Small office access control: Processing one or two faces at a time, in a facility with fewer access points , requires less performance power.
Features by Deployment Scale
Large facility with multiple video feeds: Additional video feeds affect processing time and performance and require higher-performance chipsets and software.
Small facility with one video feed at the entrance: Single video feeds do not affect system performance, so performance is not likely to be a top factor when selecting system components.

4. Suitable Architecture (Edge vs. Cloud)

Whether edge or cloud-based, architecture impacts the security and performance of your facial recognition system. Edge-based systems operate faster because information does not have to be sent back and forth to the cloud, which can add several seconds of transmission time. However, not all businesses require instantaneous support, and they may benefit from the lower operational requirements of a cloud solution.

Edge-based systems offer significant benefits for high-pressure environments, including:

  • Security: Edge-based systems are more secure, maintaining data locally instead of sending vulnerable information to the cloud where it could be intercepted.
  • Flexibility: Edge-based systems are more flexible for various use cases where cloud access may not be available.

However, the cloud can be a better option for use cases with specific characteristics:

  • Infrequent use: If facial recognition is only used occasionally, having an edge-based solution may be an unnecessary expense.
  • Tolerance for lower accuracy: Lower-risk deployments, such as access to loyalty accounts, can work well with a slightly lower level of accuracy, making cloud support ideal.
  • Significant hardware cost constraints: If your existing hardware is dependent upon cloud infrastructure, cloud-based options will be easier and less expensive to implement.

5. Supported Devices and Hardware

Advanced tech developments have made it easier and easier to deploy facial recognition systems, with servers, PC workstations, and IoT devices like kiosks and smart vending machines all offering facial recognition compatibility. However, the level of hardware support you need can vary depending on your organizational goals.

Determine which software options are compatible with your existing tech infrastructure and other devices you may want to incorporate into your tech stack in the future. You may be able to leverage your existing hardware and supplement your systems with extra devices or higher-performing hardware as your facial recognition needs expand.

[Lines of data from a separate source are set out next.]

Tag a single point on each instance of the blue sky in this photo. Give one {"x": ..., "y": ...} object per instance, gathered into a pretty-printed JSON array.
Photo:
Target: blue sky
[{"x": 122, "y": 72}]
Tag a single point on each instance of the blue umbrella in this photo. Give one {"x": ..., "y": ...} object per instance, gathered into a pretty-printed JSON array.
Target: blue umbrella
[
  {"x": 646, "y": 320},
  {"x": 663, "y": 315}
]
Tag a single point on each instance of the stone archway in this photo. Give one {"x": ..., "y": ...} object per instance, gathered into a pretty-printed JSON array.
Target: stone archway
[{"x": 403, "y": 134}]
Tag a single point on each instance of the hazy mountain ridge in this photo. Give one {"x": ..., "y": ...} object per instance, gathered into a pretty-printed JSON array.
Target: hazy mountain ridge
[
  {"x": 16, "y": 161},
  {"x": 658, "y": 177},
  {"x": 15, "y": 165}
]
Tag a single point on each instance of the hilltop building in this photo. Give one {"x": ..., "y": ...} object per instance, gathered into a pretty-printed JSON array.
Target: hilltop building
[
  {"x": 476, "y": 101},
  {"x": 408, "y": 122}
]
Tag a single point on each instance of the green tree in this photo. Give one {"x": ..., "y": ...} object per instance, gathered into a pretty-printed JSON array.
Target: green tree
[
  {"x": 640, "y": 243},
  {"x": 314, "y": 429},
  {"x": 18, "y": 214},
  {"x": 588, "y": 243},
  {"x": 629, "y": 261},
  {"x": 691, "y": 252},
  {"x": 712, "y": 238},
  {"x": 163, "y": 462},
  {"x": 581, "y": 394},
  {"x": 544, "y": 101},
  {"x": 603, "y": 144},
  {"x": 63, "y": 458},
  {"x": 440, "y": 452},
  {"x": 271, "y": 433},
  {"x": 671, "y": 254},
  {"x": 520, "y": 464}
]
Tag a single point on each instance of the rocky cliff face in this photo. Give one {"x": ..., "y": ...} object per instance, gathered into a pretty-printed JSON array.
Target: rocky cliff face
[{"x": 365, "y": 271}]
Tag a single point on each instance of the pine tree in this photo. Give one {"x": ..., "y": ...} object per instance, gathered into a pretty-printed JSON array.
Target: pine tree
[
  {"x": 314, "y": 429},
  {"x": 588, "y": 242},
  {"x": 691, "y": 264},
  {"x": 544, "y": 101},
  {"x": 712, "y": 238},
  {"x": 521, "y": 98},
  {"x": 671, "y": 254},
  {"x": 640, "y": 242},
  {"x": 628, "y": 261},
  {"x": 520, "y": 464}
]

Higher-performing hardware
Lower-performing hardware
Features by Use Case
Large factory access control: Authenticating a high volume of individuals in sensitive factory environments requires advanced hardware support.
Apartment building smart locks: Integrating facial recognition to individual door locks (smart AIoT devices) would be more dependent on form, and less constrained by performance.
Features by Vertical
Hospitals: Running multiple video feeds to simultaneously verify identity, and mask-wearing for security access control, and health monitoring uses, requires more robust hardware such as a workstation.
Individual retail store: A smaller-scale application running fewer video feeds should prioritize cost and convenience over performance when selecting hardware. A PC would be the most appropriate option.
Features by Deployment Scale
Nationwide chain of retail stores: Monitoring hundreds of video streams and photos from IP cameras across multiple stores is a large-scale application that requires a hybrid approach. High-performance workstations in each store perform face detection and extraction and combine with centrally-located, high-powered servers to match captured facial templates with a central database.
Individual hotel: Implementing a facial recognition system for an individual hotel places less pressure on performance: a PC or workstation are both appropriate.

6. Flexible Software (Plug-and-Play vs. SDK)

Facial recognition software processes information extracted from video feeds to detect faces and determine matches. Let’s compare the two approaches available: plug-and-play solutions and software development kits (SDKs).

Plug-and-Play Software

Until recently, facial recognition technology solutions existed only in the form of an SDK. Facial recognition SDK tools are generally flexible and facilitate perfectly tailored solutions, but they require significant programming and integration work. Plug-and-play software is now available on the market, offering a quicker deployment timeline in specific and well-defined use cases. Software solutions like FaceMe® Security are preconfigured to target typical security scenarios including access control and video monitoring.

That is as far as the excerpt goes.